Sunday, April 28, 2013

America's 'pivot' and North Korea





Tensions have reached unprecedented levels in the Asia-pacific region, ever since North Korea tested a long range rocket in December 2012, which put a satellite into space. Subsequent sanctions by the UN led to North Korea conducting an underground nuclear test on the 12 February 2013, its third in seven years. This resulted in fresh sanctions on Pyongyang by the UN and set the stage for aggressive statements and actions by both Washington and Pyongyang. Events have now escalated with the US dispatching two additional destroyers to the region, as well as sending missile defense units to Guam. North Korea reciprocated by scrapping the Korean War armistice, threatening to attack both the US and South Korea with military strikes and declared it has entered into a state of war with South Korea.

The aggressive statements by the North Korean leader Kim Jong-un led to the US escalating tensions through a number of provocative actions in its annual US-South Korea military exercises, which included the dispatch of a pair of nuclear-capable B-2 stealth bombers on a training mission over the Korean peninsula. US officials described this as a way of underscoring the US commitment to its longstanding regional allies, Japan and South Korea. This is a departure for the US who usually calls for calm when North Korea ratchets up aggression and in the past has almost always called for talks to defuse tensions. On this occasion the US responded to each North Korean provocation with a stronger signal of its own.

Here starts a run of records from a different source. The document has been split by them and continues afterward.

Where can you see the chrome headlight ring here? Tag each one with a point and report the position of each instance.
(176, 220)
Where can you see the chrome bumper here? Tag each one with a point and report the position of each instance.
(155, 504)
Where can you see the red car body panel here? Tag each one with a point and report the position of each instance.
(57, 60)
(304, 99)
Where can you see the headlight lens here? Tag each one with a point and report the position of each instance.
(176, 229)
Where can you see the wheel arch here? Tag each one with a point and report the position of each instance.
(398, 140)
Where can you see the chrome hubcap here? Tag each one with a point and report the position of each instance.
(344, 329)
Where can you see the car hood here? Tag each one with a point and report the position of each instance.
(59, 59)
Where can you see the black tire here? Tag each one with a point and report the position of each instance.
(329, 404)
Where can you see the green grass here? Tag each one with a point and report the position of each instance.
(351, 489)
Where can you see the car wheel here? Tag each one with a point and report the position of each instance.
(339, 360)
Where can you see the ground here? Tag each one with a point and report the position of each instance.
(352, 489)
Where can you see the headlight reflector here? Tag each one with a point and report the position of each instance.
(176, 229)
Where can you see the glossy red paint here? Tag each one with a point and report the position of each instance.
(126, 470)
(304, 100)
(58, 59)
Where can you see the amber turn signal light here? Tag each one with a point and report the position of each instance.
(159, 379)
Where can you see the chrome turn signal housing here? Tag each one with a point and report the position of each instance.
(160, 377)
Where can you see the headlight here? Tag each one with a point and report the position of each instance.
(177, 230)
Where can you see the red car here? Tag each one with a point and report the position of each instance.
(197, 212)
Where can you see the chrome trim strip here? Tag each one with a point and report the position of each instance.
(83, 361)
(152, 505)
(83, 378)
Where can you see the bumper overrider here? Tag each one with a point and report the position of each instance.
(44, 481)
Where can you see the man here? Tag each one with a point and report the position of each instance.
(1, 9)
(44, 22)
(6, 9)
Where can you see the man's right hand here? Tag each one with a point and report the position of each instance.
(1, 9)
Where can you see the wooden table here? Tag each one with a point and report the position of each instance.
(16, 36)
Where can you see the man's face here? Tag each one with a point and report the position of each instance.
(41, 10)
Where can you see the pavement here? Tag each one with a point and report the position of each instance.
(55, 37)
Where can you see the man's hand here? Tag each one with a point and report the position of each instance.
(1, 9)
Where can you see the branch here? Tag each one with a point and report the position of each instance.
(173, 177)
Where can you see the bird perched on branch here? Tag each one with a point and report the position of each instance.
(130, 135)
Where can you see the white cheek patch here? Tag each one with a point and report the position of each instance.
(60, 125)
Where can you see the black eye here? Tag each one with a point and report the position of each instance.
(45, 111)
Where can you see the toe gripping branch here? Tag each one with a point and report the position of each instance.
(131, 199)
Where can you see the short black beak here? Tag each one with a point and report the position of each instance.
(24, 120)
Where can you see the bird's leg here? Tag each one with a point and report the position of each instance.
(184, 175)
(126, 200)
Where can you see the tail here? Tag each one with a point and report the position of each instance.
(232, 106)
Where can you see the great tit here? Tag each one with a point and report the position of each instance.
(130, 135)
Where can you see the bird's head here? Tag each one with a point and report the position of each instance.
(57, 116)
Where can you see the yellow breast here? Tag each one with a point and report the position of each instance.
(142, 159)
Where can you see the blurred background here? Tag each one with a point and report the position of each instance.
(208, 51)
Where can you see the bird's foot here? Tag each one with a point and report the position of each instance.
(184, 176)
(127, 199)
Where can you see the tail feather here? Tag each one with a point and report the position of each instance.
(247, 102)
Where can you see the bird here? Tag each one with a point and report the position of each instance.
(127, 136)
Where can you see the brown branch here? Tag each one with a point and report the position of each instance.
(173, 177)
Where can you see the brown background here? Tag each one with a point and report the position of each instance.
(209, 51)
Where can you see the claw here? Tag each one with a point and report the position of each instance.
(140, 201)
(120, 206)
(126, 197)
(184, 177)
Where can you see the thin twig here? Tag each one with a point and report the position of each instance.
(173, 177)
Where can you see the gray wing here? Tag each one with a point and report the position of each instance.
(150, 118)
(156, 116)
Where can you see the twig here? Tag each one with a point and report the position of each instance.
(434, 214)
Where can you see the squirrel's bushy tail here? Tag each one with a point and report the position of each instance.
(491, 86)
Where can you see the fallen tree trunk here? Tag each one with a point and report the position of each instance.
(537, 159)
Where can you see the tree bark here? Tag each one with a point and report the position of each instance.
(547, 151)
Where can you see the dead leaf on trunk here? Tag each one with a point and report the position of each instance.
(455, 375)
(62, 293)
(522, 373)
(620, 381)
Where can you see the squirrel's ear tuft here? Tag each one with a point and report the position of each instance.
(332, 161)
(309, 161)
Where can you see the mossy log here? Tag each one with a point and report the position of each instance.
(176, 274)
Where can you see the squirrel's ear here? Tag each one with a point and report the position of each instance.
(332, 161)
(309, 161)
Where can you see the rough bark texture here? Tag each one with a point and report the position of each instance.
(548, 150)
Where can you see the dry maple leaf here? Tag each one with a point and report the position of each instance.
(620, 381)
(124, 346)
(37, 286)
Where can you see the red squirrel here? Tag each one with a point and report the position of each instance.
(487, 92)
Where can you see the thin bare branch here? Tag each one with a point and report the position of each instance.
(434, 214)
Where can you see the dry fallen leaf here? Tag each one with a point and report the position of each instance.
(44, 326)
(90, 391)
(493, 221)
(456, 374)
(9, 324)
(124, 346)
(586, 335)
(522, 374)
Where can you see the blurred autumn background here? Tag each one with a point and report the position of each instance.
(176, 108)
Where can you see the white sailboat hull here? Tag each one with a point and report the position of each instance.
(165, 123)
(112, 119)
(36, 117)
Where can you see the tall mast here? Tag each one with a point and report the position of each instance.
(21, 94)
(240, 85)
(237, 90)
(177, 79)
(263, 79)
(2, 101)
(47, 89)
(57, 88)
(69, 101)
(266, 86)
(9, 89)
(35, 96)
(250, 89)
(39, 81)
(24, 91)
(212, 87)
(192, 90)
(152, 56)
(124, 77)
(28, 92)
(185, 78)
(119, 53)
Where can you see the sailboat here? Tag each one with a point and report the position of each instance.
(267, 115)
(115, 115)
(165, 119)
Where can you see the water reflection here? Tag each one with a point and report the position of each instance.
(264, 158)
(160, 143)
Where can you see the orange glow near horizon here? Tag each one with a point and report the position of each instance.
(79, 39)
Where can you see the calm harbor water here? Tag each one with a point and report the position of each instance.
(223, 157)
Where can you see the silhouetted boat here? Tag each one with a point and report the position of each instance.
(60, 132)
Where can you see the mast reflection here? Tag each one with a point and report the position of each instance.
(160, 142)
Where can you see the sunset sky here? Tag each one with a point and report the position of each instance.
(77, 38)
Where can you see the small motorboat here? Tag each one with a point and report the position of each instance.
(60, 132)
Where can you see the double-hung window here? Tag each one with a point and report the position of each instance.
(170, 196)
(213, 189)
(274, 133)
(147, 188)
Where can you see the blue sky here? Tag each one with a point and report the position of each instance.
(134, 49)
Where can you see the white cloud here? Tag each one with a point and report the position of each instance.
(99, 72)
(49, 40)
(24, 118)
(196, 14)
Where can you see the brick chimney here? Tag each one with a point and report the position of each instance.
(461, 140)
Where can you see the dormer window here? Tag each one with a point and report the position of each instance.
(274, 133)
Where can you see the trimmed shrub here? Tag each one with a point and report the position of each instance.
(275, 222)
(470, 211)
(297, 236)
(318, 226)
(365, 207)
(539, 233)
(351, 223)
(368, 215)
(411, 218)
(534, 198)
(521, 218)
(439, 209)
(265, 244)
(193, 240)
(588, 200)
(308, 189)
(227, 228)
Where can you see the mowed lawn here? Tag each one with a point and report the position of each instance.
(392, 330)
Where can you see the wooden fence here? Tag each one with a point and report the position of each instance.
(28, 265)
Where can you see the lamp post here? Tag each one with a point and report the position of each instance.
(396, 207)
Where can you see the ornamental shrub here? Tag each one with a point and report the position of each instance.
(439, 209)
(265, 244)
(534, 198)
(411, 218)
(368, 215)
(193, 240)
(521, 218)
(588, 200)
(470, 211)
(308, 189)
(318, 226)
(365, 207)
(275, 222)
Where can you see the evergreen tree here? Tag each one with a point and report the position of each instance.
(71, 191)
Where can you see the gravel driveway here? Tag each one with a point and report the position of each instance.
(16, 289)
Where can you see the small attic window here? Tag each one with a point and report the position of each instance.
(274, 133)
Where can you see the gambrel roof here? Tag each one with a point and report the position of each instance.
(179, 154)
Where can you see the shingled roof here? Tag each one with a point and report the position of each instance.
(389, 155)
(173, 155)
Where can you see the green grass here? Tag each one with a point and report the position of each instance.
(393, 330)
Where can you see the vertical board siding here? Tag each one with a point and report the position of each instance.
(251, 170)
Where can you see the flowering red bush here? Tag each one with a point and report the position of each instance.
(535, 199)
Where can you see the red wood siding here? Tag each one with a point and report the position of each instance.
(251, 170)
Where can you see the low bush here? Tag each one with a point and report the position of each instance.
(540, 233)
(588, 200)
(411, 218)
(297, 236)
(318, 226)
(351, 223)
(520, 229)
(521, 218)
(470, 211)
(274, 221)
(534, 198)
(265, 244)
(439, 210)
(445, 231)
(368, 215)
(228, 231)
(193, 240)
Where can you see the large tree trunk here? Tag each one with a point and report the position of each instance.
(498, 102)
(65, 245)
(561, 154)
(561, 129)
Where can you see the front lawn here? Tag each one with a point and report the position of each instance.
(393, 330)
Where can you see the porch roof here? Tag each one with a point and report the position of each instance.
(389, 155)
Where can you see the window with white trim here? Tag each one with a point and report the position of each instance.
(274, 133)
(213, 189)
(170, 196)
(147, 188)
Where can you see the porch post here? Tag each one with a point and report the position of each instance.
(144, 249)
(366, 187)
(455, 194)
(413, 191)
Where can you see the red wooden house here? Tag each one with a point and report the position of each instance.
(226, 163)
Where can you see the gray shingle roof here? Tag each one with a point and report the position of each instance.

The US signed a new military agreement with South Korea that will see more US troops on the Korean peninsula due to provocations by North Korea.[1] “This allows both nations to jointly respond to the North's local provocations, with the South taking the lead and the US in support,” Kim Min-Seok said. “It will have the effect of preventing the North from daring to provoke us.”[2] The existing agreements between the US and South Korea allow for US intervention should a full-scale conflict break out. There is no provision for support in the case of a low-level incident, which is what takes place most of the time. The US provoked North Korea in order to bolster its presence in the region and increase its military footprint as it continues its ‘pivot’ to the Asia-Pacific. This is why Obama reiterated:“Washington has an obligation (to) defend the homeland (and) reassure South Korea and Japan that America’s defense commitments remain firm.”
North Korea has followed suit and continues to increase aggressive and unpredictable behaviour giving the impression that it is capable of doing anything, including using nuclear weapons, all in the hope of winning concessions at the negotiating table. With each provocation from the US, North Korea reciprocated with more saber rattling. With the US pivot to Asia in full swing more and more US military hardware is making its way to the region and the official justification for this is North Korea.

Since North Korea began conducting nuclear tests, the US position has been that Pyongyang should immediately stop as this is not favorable for regional peace and security. In 1994 an agreement was reached between the US and North Korea regarding North Korea’s nuclear reactors. This agreement called for North Korea to bring to halt its nuclear programme and shut down its reactors. This was in exchange for the US supplying two light-water type reactors. But the US failed to honor its part of the promise and North Korea resumed its nuclear activities. This has been the case ever since, the US offers a range of promises which do not materialize so North Korea continues with its nuclear programme.
The North Korean Nuclear weapons stand-off with the US is a direct result of US attempts to contain China. Ever since North Korea began conducted nuclear tests both China and the US have pursued multilateral talks, but both nations are looking achieve different objectives. China has worked for the reunification of North and South Korea, whilst the US has acted as an obstacle to this. The statements from such meetings have been contradictory where China has been pessimistic about the talks with distance on most issues whilst the US has continually remarked successful negotiations. As one policy paper: outlined “These U.S. troops are in the region not simply to fight the "terrorist groups" causing local instability, but to enhance U.S. military control over territory in the South China Sea. This strategic area with vast potential oil reserves sits aside the shipping lanes to the Middle East and offers access to much of Southeast Asia. The expanded U.S. presence and nascent military alliances with Southeast Asian nations exacerbates Chinese anxieties and impedes independent accords among Asian states through such mechanisms as the ASEAN Regional Forum.”[3]

The US has already begun calming matters. The visit of Indian Joint Secretary and Head of East Asian Affairs Gautam Bambawale to Pyongyang, which was conducted in secrecy, suggests a process of de escalation is afoot. Stratfor outlined his visit did not follow normal protocols and appears to have been planned within the last week or so. Stratfor believes Washington may have pushed for Bambawale to visit North Korea, in advance of his April 15 visit to Beijing, to help defuse the situation on the peninsula. Soon after this visit the US has confirmed it will delay the test of its intercontinental Ballistic missile (ICBM) in order to defuse tensions.[4] Although the rise in tensions in the North Korean crisis are from the recent long range missile testing they can also be seen in light of the fact that North Korea carries far reaching implications amongst the leading nations, its crucial positioning in the area proves to carry great geopolitical vantage especially to those intended on spreading their influence in the region.